Eu me lavava. Hoje eu queria fugir pra tomar banho de chuva. Todo mundo gosta
de se banhar na cachoeira do céu, mas quase ninguém tem coragem de se molhar, deixar
a água lavar e levar toda a maquiagem. Eu queria fugir pra tomar banho de chuva!
Meu
sonho era ser atriz pornô. A primeira vez que vi um filme de sexo eu já tinha
vinte e um anos, e tive que assistir escondida. Minha mãe, tia, avó, não podiam
saber. Senão diriam que estava perdida, depravada, com os pés no inferno. O corpo
todo. Vi. Uma amiga levou uma fita, fita mesmo, lá pra casa, o nome era pura
poesia lasciva “As proezas de vinte centímetros no interior da caverna
molhada.” A cada cena, mais meus olhos se arregalavam e minha imaginação se
abria.
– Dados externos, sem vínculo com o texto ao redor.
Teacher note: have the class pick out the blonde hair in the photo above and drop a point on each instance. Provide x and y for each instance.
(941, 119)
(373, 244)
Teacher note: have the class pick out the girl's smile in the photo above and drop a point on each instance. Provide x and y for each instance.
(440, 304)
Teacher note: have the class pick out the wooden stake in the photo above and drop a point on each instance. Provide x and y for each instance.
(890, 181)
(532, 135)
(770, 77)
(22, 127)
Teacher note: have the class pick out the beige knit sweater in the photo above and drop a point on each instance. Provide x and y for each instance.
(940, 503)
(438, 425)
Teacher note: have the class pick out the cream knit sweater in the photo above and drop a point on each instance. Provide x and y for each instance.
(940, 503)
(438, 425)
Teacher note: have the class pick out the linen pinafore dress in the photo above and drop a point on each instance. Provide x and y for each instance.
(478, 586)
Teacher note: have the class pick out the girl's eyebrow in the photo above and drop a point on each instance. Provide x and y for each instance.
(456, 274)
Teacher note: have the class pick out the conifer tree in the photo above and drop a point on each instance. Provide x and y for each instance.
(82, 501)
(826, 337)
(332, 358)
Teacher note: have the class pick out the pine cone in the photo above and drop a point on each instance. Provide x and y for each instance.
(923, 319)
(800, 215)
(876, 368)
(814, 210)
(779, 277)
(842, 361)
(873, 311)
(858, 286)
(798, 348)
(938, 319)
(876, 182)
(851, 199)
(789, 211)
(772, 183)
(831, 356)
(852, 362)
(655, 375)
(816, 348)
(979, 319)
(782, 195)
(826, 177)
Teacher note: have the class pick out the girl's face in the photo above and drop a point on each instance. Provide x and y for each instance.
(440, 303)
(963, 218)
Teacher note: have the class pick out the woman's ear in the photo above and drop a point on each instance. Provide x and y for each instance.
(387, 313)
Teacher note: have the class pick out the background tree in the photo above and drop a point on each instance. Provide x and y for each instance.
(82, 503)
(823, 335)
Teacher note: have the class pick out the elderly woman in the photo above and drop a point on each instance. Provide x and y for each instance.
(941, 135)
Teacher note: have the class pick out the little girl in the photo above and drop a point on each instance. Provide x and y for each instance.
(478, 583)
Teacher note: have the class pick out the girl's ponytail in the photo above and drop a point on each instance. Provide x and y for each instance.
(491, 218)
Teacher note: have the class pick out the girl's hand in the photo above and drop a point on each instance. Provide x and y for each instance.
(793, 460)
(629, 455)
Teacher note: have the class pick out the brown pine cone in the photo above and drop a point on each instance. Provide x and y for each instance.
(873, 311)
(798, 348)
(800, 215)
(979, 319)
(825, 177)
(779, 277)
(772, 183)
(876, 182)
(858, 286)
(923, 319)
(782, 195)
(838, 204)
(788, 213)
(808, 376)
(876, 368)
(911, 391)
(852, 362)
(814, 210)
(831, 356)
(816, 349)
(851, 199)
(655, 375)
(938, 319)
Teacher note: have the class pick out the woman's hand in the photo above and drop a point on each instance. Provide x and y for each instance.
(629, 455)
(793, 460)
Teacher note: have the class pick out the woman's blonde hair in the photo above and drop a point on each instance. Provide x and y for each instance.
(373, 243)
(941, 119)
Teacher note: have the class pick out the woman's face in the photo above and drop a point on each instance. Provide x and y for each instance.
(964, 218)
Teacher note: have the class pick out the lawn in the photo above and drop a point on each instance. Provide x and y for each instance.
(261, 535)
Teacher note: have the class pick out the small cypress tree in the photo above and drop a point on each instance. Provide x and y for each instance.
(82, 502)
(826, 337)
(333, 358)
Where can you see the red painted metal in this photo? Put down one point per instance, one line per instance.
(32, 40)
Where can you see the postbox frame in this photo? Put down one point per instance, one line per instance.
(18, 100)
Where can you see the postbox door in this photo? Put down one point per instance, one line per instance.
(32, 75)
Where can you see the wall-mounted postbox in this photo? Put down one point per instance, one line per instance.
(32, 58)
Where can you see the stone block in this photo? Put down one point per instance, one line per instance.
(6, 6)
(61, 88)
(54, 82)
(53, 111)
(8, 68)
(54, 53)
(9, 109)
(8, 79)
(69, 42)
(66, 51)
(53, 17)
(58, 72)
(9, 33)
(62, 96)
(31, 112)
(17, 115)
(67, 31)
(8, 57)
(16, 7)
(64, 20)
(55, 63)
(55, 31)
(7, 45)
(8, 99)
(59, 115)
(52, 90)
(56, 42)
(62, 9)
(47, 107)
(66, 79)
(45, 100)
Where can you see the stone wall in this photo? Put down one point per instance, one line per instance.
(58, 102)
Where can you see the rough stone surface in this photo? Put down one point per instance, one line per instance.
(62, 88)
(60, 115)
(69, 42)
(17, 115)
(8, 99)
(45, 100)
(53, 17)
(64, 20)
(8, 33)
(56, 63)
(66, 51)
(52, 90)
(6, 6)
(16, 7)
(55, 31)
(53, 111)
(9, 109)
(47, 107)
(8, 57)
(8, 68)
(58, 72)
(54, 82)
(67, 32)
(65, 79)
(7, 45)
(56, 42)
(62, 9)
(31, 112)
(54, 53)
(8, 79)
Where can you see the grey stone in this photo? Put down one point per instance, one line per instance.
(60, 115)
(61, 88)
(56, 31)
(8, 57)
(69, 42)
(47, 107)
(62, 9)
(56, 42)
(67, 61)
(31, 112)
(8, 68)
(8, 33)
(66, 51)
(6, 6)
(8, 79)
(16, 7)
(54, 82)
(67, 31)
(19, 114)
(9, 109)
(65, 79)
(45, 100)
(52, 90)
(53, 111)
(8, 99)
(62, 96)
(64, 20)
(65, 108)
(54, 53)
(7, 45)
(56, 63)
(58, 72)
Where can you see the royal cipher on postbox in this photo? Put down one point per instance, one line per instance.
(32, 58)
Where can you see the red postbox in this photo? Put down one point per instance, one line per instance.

Tinha de tudo, tudo que nunca fiz e sempre quis fazer. Eu nem era mais
virgem, claro que não, mesmo assim me achei uma inocente vendo aquilo. Minha
vida mudou. Todo mundo teria que ver filme pornô, deveria ser matéria obrigatória
no ensino médio. Já pensou as professoras no colégio de freiras discutindo
sobre a filosofia existente na dupla penetração? É a mulher no domínio! Ou
então um seminário acerca do prazer proporcionado por uma gozada de quatro.
Quatro não é a quantidade de pessoas, bem que podia ser. Tudo seria menos
hipócrita. De lá pra cá, realizei muitas fantasias e outras estão por realizar,
há fantasias sexuais que devem ficar no campo do desejo e não da realização.
Existem pensamentos que não tenho coragem de admitir nem pra mim mesma.
Se
a imaginação tivesse cor seria rosa. Dizem que o cor-de-rosa combina com minha
personalidade. O rosa de todas as flores, não importam se brancas ou amarelas,
todas são rosa. O rosa de tantos bebês, o rosa que povoa os contos de fadas a
encantar as meninas. Mas das flores as pétalas sempre caem, os bebês se tornam
adultos e as fantasias perdem a luta contra a realidade. E eu sempre choro das
piadas da vida! Sou câncer com ascendente em peixes...
Tenho
um verdadeiro pavor de ficar sozinha com outra pessoa, por mais amiga que seja.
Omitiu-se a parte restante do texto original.